O dia 03 ainda é seu dia, todos os anos.
***

Há dias uma neblina paira sobre os morros que cercam meu bairro. De nosso quintal vemos uma nuvem estacionada sobre a mata, como algodão doce, contrastando com o fundo azul do céu. É um fenômeno meteorológico certamente comum; e tão bonito. 

8 comentários:

Luciana Nepomuceno disse...

o banal é o real da minha existência. às vezes sonho castelos, expedições e miragens, mas no fim do dia gosto mesmo é do entrelaçar dos dedos, o cheiro de comida no fogo e o ruído festeiro da rua chegando mansinho entre persianas.
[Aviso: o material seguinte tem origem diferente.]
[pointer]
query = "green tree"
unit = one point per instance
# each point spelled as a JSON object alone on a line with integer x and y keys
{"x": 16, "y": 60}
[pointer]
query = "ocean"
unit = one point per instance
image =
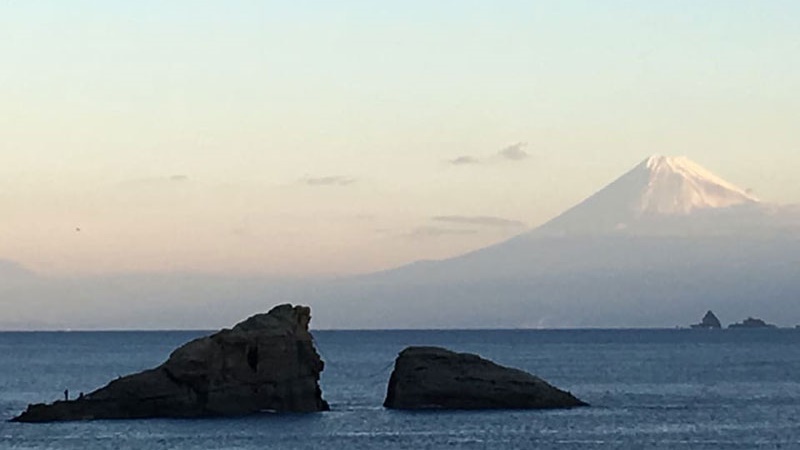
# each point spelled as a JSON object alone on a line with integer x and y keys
{"x": 660, "y": 389}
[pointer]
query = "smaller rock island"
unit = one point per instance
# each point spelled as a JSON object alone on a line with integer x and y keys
{"x": 709, "y": 321}
{"x": 265, "y": 363}
{"x": 437, "y": 378}
{"x": 751, "y": 322}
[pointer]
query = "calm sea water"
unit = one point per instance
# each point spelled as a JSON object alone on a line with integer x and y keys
{"x": 687, "y": 389}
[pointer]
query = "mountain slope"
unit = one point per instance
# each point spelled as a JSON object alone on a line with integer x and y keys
{"x": 658, "y": 247}
{"x": 659, "y": 191}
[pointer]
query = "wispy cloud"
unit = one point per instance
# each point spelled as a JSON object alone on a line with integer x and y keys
{"x": 429, "y": 231}
{"x": 464, "y": 160}
{"x": 335, "y": 180}
{"x": 512, "y": 153}
{"x": 488, "y": 221}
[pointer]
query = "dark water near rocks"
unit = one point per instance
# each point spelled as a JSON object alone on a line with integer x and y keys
{"x": 688, "y": 389}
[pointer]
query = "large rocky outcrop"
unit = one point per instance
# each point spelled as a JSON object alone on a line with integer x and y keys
{"x": 267, "y": 362}
{"x": 436, "y": 378}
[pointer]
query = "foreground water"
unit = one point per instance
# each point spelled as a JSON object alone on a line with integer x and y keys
{"x": 649, "y": 389}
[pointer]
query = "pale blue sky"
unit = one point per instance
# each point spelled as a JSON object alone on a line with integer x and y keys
{"x": 101, "y": 102}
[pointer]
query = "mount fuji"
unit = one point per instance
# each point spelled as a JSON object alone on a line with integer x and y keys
{"x": 658, "y": 247}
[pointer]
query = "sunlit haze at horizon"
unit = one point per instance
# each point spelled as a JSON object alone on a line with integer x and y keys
{"x": 308, "y": 138}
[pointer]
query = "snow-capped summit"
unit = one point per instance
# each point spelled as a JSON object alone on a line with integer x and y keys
{"x": 658, "y": 190}
{"x": 676, "y": 185}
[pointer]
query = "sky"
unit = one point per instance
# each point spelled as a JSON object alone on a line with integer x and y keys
{"x": 316, "y": 138}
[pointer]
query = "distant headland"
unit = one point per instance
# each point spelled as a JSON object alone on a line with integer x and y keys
{"x": 711, "y": 322}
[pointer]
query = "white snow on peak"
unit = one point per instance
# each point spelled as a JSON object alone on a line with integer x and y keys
{"x": 677, "y": 185}
{"x": 652, "y": 194}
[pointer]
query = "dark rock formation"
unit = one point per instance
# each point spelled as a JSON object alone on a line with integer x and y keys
{"x": 268, "y": 362}
{"x": 751, "y": 323}
{"x": 436, "y": 378}
{"x": 709, "y": 321}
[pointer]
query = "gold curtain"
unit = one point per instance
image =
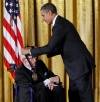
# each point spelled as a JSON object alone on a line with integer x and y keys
{"x": 84, "y": 14}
já o seu banal é extraordinário, e que bom que você sabe e usufrui disto <3

TinaLopes disse...

Que lindo, Rita, e nada banal.

Renata Lins disse...

e nesse post descubro que sua mãe teria a idade da minha e choro do começo ao fim do post.
acendendo velas ao deus das pequenas coisas.
nada é banal quando dito com tanta delicadeza.
beijo grande, querida.

BethS disse...

tão lindo, rita...
e essas coisinhas miúdas e quase invisíveis, e nem um pouco banais, são o que fazem a vida valer a pena.
e você diz tudo com tanta beleza.
obrigada por compartilhar.
beijo enorme!

Anônimo disse...

Eu diria, essencial Rita! Linda homenagem...um carinhoso abraço. Hilda

Rita disse...

Obrigada pelo carinho, pessoas. (Recebo como um carinho a ela. Obrigada mesmo.)

Beijos

Val disse...

Lindo Rita! Tenho muito boas lembranças de sua mãe!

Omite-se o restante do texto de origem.